GNOME Bugzilla – Bug 615777
Gnumeric mangles dates from Excel .xlsx files
Last modified: 2010-04-15 04:42:38 UTC
Created attachment 158750 [details] Spreadsheet showing the problem I've been given an excel file in .xlsx format, and some dates are off by about four years. See the attached file: on worksheet 1 (Soil sample), cells D3:D28; the dates should be in 2007, but instead appear as 2003. Oddly enough, the dates on worksheet 2 (DW-Extraction-Quantification), cells G2:I29 have the correct year. Opening the file with Openoffice 3.1.1 gives the correct dates. This is on a Fedora 11 system, which is kept up-to-date with yum nightly. The rpm is gnumeric-1.8.4-5.fc11.i586.rpm.
Are you sure that Openoffice gives the correct dates? With OOo 3.1.1 I see: on "Soil Samples" D3: 22/10/2007 on "...Extraction..." G2: 11-Aug-11 while current Gnumeric yields: on "Soil Samples" D3: 10-21-03 on "...Extraction..." G2: 21-Aug-07 In both sstems the serial numbers of those cells are 37915 and 39315 respectively. So the difference is the null date (ie. the date with serial number 0.) Considering that the file really stores the serial numbers and I suspect that these dates are supposed to be in th e2007, Excel appears to use different null dates on different sheets (perhaps these sheets originated on different machines.) OOo uses a null date for these files of 1994/1/1 while gnumeric uses a null date of 1899/12/31 with a skip of 1 after 1900/2/28. Note that by default OOo uses a null date of 1899/12/30 but adjusts it for these files. Gnumeric's adjustment is not triggered.
Note that rather than 11-Aug-11 it should have been 22-Aug-11. If I open this file in Excel 2007 I get the same dates as OOo. Are those 2011 dates correct?
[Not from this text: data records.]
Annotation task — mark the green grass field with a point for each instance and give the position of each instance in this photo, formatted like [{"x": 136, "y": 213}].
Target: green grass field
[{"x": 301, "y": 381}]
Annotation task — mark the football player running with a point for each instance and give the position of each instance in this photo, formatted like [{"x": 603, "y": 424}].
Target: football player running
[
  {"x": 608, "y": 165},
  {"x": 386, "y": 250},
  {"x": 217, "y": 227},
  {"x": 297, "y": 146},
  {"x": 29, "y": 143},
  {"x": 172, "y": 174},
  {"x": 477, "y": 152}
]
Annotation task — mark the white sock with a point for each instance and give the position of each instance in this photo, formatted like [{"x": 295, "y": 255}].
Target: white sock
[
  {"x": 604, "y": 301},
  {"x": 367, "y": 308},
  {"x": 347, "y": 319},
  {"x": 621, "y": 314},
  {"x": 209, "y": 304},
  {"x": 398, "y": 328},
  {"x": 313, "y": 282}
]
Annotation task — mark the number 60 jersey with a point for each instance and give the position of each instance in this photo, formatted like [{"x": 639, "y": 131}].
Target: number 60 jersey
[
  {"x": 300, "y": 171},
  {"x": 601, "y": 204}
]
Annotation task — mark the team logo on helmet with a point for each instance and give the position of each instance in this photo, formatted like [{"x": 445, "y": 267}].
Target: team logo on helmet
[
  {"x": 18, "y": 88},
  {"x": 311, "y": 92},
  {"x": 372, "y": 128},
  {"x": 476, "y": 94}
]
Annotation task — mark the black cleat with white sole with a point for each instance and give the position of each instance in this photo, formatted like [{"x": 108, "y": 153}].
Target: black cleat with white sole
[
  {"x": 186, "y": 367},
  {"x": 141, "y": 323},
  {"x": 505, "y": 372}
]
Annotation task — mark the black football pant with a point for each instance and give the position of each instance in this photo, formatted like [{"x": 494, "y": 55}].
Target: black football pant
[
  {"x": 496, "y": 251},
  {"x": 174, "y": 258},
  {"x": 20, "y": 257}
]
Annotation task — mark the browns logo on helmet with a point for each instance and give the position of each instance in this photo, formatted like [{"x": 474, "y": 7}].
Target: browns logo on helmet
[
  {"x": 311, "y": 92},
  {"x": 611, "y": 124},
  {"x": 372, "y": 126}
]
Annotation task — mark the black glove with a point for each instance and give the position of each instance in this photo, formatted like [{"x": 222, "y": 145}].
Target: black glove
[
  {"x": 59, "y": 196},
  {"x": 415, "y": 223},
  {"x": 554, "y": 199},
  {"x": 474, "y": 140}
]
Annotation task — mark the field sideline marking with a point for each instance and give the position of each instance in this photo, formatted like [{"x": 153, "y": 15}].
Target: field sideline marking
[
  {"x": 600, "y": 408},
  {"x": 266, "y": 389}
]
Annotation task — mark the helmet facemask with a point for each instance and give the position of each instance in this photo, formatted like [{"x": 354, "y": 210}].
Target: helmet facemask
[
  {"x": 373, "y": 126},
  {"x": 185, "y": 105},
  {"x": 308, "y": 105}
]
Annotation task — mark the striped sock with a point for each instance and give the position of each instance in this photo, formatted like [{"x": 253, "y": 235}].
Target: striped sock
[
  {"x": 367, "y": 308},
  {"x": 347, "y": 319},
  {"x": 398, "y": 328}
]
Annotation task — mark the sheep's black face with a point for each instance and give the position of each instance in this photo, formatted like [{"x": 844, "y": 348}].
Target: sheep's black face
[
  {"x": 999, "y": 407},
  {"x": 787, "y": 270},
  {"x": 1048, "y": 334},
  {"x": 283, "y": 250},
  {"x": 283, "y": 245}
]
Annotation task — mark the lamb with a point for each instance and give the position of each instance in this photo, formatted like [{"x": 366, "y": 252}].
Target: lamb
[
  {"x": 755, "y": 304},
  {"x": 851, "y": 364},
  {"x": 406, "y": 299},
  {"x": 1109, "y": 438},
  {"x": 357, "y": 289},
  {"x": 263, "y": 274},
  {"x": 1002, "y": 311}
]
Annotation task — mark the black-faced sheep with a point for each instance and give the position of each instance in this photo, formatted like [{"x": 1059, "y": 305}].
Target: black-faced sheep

To cite from the "Open Office XML" standard: " 3.16.9.1 Date Representation (...) There are two different bases for serial values: In the 1900 date base system, the lower limit is January 1, 1900, which has serial value 1. The upper-limit is December 31, 9999, which has serial value 2,958,465. In the 1904 date base system, the lower limit is January 1, 1904, which has serial value 0. The upper-limit is December 31, 9999, which has serial value 2,957,003. As to which date base system an implementation uses by default or whether it allows its users to switch between date base systems, is unspecified. " So unless there is some specification in the file of which date system is used (which I haven't found yet), this should be considered an "Open Office XML" bug.
Okay: Part 4/3.2.28 of "Open Office XML" gives a workbook property: date1904 (Date 1904) which defaults to FALSE. If it is set to TRUE we should interpret serial numbers relative to 1904/1/1. We apparently are ignoring this setting for this document.
This problem has been fixed in the development version. The fix will be available in the next major software release. Thank you for your bug report.